The latest analysis of labour productivity comes from the Productivity Commission, following the Treasury’s critical report on New Zealand’s long term fiscal position. The Prime Minister has rejected both without any justification, as Rod Oram has pointed out. The reports show a serious lack of vision and mounting economic imbalances.

Green Party MP Barry Coates

 

The Productivity Commission report shows a cluster of related problems that are contributing to our low productivity.

Low investment per worker

Firstly, we have low investment per worker. The Productivity Commission shows low investment in workers’ skills in 19 out of 24 industries, compared to Australia. This is linked to relatively low wage rates and more short term contracts, which mean there is low investment in upgrading worker skills and improving technology. The Green Party supports a stronger role for government in extending educational opportunities to all kids, including those in low decile schools, and strengthening vocational training.

Tax-free speculation

Secondly, the Productivity Commission report shows that, instead of investing in productive enterprise, investment is going into tax-free speculation, such as residential housing. New Zealand’s diversion of capital into residential housing is far above the OECD average.

As a result, productive enterprises aren’t getting access to capital, or if they are, they are paying high real interest rates compared to OECD countries. It doesn’t help that light regulation of the banking sector has allowed banks to widen the spread between their cost of capital and interest rates, thereby boosting bank profits but acting as a drag on the economy. This flows through into artificially high exchange rates, further penalising exporters.

Trevlayan's cooll store in Te Puke - sustainable kiwifruit packing
Kiwifruit-packing warehouse in Te Puke

This provides a strong argument for shifting the tax burden away from speculation towards the productive economy through the Green Party’s proposal for a capital gains tax (excluding the family home), as well as stronger competition in the banking sector and the development of a savings culture. We need to ensure that New Zealand manufacturing and the productive services businesses are not penalised by high-interest costs and over-valued exchange rates.

High-cost economy

Thirdly, the Productivity Commission has documented in successive reports how New Zealanders pay high prices for non-traded goods and services in New Zealand. This is partly a result of high housing costs that contribute to high cost of living, but also due to a lack of competition in non-traded sectors and domination by a few companies. The last three decades of ‘light regulation’ have resulted in a high-cost economy and high costs to vulnerable people and the economy through failures like Pike River, finance companies, and leaky homes.

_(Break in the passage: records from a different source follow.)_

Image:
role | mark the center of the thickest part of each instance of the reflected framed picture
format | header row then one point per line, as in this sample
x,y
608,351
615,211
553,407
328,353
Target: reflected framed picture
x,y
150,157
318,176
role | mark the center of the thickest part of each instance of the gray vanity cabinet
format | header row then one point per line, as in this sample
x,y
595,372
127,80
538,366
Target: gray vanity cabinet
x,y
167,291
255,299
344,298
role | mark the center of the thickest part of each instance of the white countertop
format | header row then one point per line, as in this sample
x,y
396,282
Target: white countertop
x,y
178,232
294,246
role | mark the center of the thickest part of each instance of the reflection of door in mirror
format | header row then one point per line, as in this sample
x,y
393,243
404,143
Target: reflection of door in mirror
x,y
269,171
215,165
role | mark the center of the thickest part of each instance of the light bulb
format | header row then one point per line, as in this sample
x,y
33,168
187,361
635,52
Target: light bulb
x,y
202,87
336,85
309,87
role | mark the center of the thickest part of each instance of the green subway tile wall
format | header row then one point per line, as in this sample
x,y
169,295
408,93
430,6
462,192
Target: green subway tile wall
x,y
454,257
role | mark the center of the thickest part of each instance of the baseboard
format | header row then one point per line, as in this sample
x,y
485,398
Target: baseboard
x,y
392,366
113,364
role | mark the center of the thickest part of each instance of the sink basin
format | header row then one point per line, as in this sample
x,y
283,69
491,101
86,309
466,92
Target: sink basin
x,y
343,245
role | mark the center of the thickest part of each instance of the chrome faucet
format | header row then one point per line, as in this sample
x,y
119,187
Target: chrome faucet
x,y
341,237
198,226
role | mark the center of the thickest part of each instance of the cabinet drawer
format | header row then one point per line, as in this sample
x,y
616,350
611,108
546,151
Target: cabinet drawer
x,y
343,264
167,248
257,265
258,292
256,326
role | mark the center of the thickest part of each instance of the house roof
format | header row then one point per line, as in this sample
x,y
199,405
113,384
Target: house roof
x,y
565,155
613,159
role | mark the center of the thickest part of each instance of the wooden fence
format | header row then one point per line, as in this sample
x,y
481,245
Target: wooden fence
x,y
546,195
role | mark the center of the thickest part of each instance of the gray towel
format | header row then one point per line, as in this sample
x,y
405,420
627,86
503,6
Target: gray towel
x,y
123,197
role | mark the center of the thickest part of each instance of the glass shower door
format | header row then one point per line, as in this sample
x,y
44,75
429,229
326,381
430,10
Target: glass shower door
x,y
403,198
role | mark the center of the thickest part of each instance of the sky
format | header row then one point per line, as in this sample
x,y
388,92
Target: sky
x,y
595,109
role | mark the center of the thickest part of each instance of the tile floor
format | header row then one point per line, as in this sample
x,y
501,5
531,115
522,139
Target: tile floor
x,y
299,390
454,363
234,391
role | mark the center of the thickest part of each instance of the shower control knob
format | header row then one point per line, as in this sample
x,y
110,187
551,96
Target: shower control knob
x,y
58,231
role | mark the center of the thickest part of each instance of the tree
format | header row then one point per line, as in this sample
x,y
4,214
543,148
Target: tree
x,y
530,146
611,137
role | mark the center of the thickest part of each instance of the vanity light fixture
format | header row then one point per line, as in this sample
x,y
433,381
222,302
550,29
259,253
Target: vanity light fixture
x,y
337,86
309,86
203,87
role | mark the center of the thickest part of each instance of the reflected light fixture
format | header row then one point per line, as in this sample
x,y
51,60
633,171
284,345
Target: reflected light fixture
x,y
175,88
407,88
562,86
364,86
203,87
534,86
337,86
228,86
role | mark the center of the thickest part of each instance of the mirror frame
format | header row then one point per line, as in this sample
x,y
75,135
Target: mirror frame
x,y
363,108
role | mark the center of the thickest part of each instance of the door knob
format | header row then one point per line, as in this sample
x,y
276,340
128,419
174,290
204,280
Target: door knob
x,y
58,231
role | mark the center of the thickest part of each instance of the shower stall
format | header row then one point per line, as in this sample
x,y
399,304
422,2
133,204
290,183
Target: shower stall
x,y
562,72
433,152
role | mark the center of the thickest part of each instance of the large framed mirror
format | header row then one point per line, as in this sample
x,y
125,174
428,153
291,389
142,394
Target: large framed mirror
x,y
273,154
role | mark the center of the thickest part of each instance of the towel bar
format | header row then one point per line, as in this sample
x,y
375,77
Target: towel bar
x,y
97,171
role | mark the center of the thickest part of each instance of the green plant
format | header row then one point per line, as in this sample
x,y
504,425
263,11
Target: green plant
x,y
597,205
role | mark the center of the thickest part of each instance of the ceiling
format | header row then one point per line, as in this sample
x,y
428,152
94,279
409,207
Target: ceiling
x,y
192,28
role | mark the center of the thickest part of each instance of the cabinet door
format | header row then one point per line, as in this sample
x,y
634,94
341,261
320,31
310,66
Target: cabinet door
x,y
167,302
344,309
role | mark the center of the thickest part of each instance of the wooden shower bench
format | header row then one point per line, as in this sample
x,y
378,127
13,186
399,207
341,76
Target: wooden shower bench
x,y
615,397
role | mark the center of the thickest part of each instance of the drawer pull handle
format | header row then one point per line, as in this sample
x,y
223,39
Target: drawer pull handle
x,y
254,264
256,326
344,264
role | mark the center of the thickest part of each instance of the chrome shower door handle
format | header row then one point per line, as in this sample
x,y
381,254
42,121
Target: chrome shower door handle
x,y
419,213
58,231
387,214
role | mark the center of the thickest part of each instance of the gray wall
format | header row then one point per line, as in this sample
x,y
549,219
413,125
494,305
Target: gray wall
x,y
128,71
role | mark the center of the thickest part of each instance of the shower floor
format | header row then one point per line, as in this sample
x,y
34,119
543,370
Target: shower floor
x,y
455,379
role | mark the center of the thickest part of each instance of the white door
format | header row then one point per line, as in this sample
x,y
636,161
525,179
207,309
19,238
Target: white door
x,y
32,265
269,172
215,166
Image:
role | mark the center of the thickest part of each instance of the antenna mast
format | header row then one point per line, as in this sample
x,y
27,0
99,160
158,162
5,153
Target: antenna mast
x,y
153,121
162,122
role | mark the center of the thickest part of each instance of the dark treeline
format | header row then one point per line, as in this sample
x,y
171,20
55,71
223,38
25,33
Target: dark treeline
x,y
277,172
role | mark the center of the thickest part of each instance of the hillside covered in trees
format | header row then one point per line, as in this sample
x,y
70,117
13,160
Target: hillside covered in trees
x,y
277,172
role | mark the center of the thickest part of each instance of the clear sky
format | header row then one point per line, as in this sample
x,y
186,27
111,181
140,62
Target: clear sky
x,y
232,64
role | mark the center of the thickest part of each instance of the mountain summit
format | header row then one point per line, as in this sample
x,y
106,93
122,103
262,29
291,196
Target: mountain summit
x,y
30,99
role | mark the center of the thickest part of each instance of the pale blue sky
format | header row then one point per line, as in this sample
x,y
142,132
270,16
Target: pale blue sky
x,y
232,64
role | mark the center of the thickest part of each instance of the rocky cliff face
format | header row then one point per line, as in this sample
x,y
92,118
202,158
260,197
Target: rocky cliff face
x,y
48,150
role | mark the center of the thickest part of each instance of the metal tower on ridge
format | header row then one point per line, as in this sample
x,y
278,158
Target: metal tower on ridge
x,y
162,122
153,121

The latest example comes from a separate report on the tertiary education sector, on student visa fraud. A lack of regulation has allowed New Zealand to become a destination for low-grade diplomas with the likelihood of a getting a visa to live in New Zealand as part of the package. Scams and evidence of organised criminal activity by immigration agents have left students vulnerable and New Zealand’s reputation in tatters. Our fourth biggest overseas income sector, education, is at risk.

This research reveals the story of an economy being fuelled by increased government and private sector debt, speculation, immigration, and poorly-regulated, low-productivity services such as education for overseas students. It is a long way from the pretence that the economy is doing well, a myth endlessly repeated by the outgoing Prime Minister and the National Party. In reality, the economy is continuing a downward slide, compared to others in the OECD.

There is a myth that the National Party has been a good economic manager. A closer look at the evidence reveals the reality. We should be managing for a sound future, not to make the figures look good for the election cycle.